Define Storage Mappings

Add a storage object to any node that should expose directories:
{
  "id": "lab-gpu-0",
  "ip": "10.40.0.10",
  "storage": {
    "datasets": "/opt/grid/datasets",
    "notebooks": "/opt/grid/notebooks",
    "code": "/home/robotics/projects"
  }
}
Each key becomes a mount name. GRID uses it to create two bind mounts inside the containers:
  • /workspace/<mount_name> in the grid_core container
  • /mnt/<mount_name> in the simulator container (for example /mnt/datasets)
The values must be absolute paths on the remote host. Ensure the GRID user has read (and when appropriate write) permissions to those directories.

Apply Changes

  1. Update ~/.grid/resource_config.json on the CLI machine.
  2. Restart the CLI (grid) so it reloads the configuration.
  3. Re-run init on the target node.
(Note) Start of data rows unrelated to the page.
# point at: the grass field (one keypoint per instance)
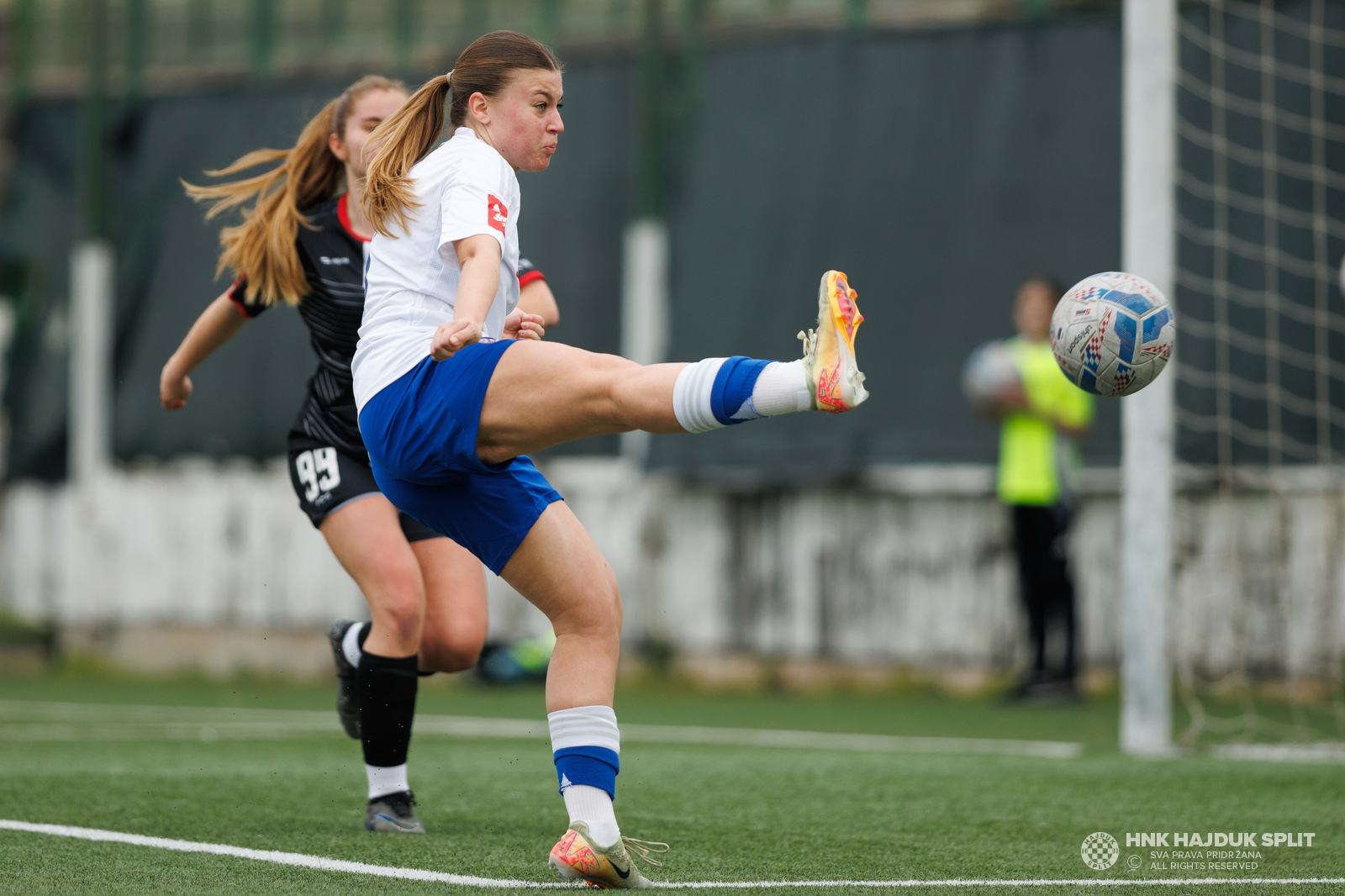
(731, 813)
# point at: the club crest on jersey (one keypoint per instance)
(497, 213)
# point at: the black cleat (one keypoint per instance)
(347, 698)
(393, 813)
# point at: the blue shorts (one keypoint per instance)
(421, 437)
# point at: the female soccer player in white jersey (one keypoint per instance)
(451, 400)
(304, 242)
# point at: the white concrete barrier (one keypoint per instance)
(911, 568)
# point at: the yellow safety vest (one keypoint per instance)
(1032, 454)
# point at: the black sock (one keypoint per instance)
(387, 707)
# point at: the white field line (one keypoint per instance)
(49, 721)
(320, 862)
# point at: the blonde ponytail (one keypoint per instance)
(262, 246)
(409, 134)
(397, 145)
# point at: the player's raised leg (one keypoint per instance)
(542, 394)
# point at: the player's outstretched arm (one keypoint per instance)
(215, 326)
(537, 299)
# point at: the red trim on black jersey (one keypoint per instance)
(235, 298)
(345, 219)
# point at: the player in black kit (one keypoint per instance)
(303, 242)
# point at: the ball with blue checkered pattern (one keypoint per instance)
(1113, 334)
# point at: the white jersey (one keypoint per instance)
(410, 282)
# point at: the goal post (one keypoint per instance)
(1147, 420)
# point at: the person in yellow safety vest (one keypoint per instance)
(1042, 419)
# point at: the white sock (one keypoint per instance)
(593, 808)
(388, 781)
(350, 645)
(782, 387)
(692, 396)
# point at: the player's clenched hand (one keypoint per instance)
(454, 335)
(174, 392)
(524, 326)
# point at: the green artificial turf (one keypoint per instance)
(731, 813)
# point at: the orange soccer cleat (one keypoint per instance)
(829, 351)
(578, 857)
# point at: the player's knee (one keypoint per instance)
(450, 654)
(598, 614)
(611, 373)
(403, 604)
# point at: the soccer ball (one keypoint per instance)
(1113, 334)
(989, 370)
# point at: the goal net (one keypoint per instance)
(1261, 233)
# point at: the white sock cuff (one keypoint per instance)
(383, 781)
(782, 389)
(350, 643)
(584, 727)
(692, 396)
(593, 808)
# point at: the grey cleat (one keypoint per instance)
(347, 697)
(393, 813)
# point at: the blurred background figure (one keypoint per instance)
(1042, 417)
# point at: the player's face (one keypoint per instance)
(1032, 313)
(526, 119)
(367, 113)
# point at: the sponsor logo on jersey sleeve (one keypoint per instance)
(497, 213)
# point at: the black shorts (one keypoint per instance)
(326, 479)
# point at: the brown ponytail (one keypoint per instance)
(262, 246)
(410, 134)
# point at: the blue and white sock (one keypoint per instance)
(587, 746)
(721, 392)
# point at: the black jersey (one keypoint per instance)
(334, 266)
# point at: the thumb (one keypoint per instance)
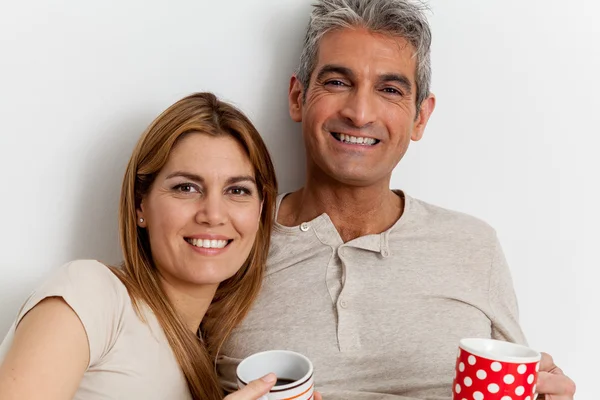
(255, 389)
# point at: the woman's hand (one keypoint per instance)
(257, 389)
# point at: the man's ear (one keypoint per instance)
(295, 99)
(425, 111)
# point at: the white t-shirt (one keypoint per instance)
(129, 358)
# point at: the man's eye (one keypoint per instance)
(392, 90)
(335, 82)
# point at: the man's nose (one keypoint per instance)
(360, 108)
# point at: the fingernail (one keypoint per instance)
(269, 378)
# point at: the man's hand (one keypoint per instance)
(553, 384)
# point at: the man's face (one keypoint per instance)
(359, 113)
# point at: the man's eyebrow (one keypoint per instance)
(334, 69)
(402, 80)
(199, 179)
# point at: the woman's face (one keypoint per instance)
(202, 212)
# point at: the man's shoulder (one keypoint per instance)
(446, 221)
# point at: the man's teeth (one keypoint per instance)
(356, 140)
(208, 244)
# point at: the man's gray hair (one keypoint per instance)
(402, 18)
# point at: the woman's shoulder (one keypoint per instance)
(87, 277)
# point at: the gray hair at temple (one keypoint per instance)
(403, 18)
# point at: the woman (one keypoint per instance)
(195, 216)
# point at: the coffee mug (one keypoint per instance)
(488, 369)
(294, 374)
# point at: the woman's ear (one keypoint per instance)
(141, 220)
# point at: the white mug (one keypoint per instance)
(294, 374)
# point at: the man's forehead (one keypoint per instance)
(360, 49)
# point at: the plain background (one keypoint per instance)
(513, 140)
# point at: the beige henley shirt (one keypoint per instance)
(381, 315)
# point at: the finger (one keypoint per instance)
(547, 363)
(555, 384)
(255, 389)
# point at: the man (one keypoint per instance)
(374, 286)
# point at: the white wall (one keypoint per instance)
(512, 139)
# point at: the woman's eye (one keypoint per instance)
(240, 191)
(186, 188)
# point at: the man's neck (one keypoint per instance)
(354, 211)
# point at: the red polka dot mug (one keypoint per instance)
(488, 369)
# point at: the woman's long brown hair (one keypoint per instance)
(201, 113)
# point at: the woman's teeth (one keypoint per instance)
(208, 244)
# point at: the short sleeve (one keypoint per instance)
(503, 301)
(96, 295)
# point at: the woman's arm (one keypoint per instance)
(48, 356)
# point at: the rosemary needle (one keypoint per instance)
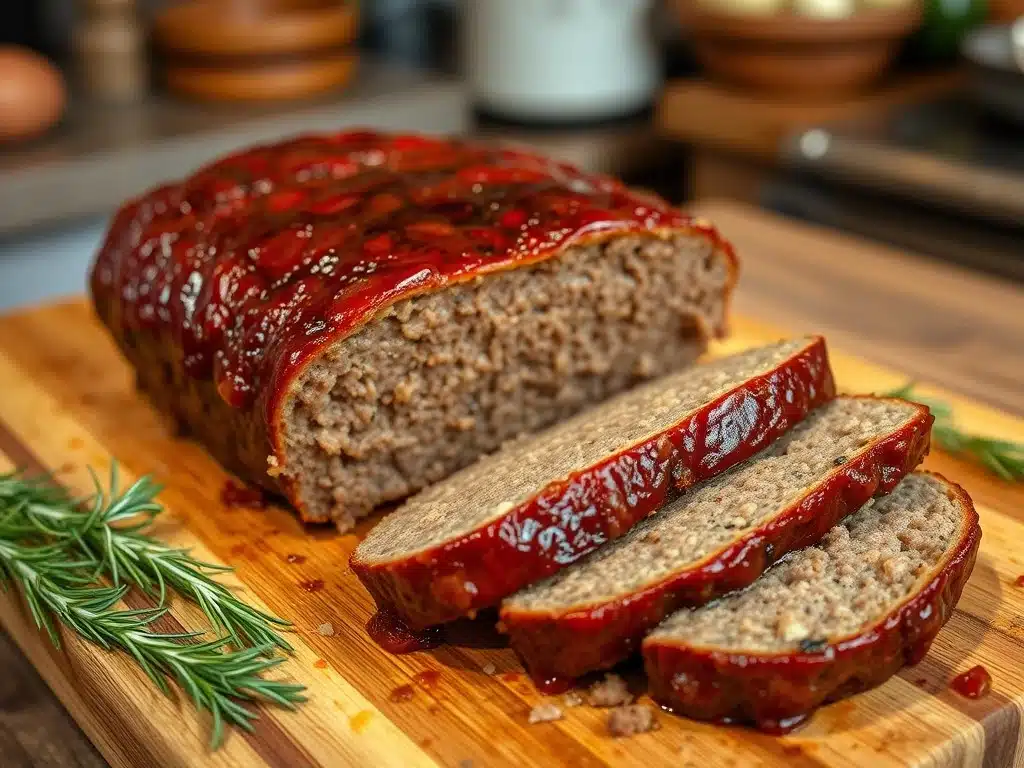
(1004, 458)
(57, 550)
(111, 527)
GRID rewrites the Docker Compose volumes each time it brings the stack up, so new mounts take effect on the next initialisation.
You can confirm the mapping with docker inspect grid_core on the remote host or by opening the notebook (open nb @node) and listing the /workspace directory.

Tips & Good Practices

  • Keep mount names short and descriptive (datasets, logs, notebooks).
  • Use read-only mounts for immutable datasets by updating the Docker Compose file on the remote host if your security model requires it.
  • Remove a mount by deleting the key from storage; the next init regenerates the configuration without it.
Once your storage is in place, your sessions can read and write content just as if the data lived locally on the node.